Manriquez menunjukkan bahwa pada formulir aplikasi kewarganegaraannya pada tahun 2001, Maxwell menjawab "tidak" untuk dua pertanyaan di mana jawaban yang akurat seharusnya "ya." Pertanyaan pertama adalah, "Apakah Anda PERNAH melakukan kejahatan atau pelanggaran yang untuk itu Anda TIDAK ditangkap?" Pertanyaan kedua adalah, "Apakah Anda PERNAH menjadi pelacur, atau mencarikan siapa pun untuk prostitusi?"
"Berbohong pada formulir N-400 adalah pelanggaran federal yang serius," kata seorang ahli hukum imigrasi kepada Migrant Insider sambil meminta anonimitas. "Representasi palsu yang material—terutama tentang perilaku kriminal—dapat menjadi dasar untuk pencabutan kewarganegaraan dan potensi penuntutan pidana atas penipuan imigrasi." Hukuman untuk kejahatan ini dapat mencakup hingga 25 tahun penjara dan denaturalisasi. Maxwell saat ini sedang menjalani hukuman 20 tahun untuk hukuman sebelumnya, yang dia dan pengacaranya ajukan banding. Maxwell juga telah menyampaikan melalui pengacaranya bahwa dia bersedia bersaksi jika Trump memberinya grasi.
Saat skandal Epstein terus menimpa Presiden Donald Trump, Maxwell sendiri telah mencoba memanfaatkan situasi untuk keuntungannya.

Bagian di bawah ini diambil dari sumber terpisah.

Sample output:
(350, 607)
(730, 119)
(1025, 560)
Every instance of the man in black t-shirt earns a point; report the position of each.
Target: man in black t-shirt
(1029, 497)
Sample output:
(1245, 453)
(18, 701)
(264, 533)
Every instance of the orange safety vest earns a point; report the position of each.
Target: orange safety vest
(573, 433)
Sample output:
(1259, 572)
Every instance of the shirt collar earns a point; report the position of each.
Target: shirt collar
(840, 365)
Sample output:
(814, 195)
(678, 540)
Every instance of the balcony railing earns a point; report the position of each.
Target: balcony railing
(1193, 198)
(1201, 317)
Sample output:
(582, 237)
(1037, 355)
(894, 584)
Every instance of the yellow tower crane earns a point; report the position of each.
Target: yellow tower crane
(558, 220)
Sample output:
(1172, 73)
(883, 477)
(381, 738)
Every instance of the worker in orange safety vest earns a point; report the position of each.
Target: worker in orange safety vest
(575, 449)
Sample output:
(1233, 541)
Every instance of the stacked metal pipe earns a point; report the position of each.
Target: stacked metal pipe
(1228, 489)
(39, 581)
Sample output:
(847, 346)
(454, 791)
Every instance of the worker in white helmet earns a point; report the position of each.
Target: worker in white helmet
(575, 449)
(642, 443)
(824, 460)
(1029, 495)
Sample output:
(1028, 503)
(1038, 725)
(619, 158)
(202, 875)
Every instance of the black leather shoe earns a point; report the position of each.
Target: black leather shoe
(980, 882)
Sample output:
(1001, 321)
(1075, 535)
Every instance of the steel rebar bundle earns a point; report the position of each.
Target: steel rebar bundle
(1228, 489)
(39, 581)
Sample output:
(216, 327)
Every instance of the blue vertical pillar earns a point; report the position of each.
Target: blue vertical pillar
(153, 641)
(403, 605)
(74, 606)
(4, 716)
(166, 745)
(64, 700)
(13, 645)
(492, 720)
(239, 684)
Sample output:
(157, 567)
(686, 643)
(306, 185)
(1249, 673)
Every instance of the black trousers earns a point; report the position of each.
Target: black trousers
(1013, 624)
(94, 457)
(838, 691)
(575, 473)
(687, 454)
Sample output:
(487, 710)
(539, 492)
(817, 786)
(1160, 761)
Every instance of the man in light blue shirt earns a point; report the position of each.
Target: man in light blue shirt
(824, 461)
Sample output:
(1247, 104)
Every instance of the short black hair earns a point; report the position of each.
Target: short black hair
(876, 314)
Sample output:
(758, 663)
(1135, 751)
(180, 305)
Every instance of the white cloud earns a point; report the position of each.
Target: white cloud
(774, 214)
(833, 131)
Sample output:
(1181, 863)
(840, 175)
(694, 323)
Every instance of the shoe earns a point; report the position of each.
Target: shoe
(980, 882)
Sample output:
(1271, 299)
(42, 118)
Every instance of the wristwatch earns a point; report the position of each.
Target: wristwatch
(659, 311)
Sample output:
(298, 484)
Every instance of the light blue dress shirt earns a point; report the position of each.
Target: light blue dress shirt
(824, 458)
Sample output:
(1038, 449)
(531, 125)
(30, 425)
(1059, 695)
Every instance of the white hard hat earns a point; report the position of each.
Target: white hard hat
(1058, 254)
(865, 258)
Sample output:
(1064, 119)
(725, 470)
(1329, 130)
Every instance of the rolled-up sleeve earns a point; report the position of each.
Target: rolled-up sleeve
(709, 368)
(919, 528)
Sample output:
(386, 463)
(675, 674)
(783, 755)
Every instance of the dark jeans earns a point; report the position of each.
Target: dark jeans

Awal minggu ini dia menolak bekerja sama dengan Komite Pengawasan DPR kecuali dia diberi grasi, dan pada bulan Desember dia dilaporkan "melempar kunci pas" ke dalam upaya untuk mendeklasifikasi file Epstein karena dapat merugikan peluangnya untuk mendapatkan pengadilan baru.
"Maxwell tidak mengambil posisi atas permintaan pemerintah untuk membuka segel transkrip grand jury," argumen pengacaranya, tetapi menambahkan bahwa "melakukan hal itu dapat membahayakan pengadilan ulang jika tantangannya, yang disebut petisi habeas, berhasil."
Maxwell juga dilaporkan menerima hak istimewa yang tidak biasa di penjaranya yang diberikan secara eksklusif kepadanya. Ini termasuk menggunakan kapel penjara alih-alih area umum untuk kunjungan pribadi, memiliki tisu toilet tidak terbatas alih-alih hanya dua gulungan per minggu, menerima minuman dan makanan ringan gratis untuk dirinya sendiri dan pengacaranya dan membawa perangkat elektroniknya sendiri ke selnya. Secara keseluruhan ini dianggap "perlakuan VIP" untuk narapidana yang dihukum, apalagi pelaku perdagangan seks anak.
Selain Trump yang berteman dekat dengan Epstein, Maxwell dilaporkan memiliki persahabatan dekat dengan Ibu Negara Melania Trump.
"Dear G! Apa kabar?" tanya Melania dalam email kepada Maxwell pada Oktober 2002. "Cerita yang bagus tentang JE di majalah NY. Kamu terlihat hebat di foto itu."
Dalam artikel New York Magazine yang terbit sekitar waktu yang sama, Trump berkata tentang Epstein bahwa "Saya telah mengenal Jeff selama 15 tahun. Pria yang luar biasa. Dia sangat menyenangkan untuk diajak bersama. Bahkan dikatakan bahwa dia menyukai wanita cantik sama seperti saya, dan banyak dari mereka yang lebih muda."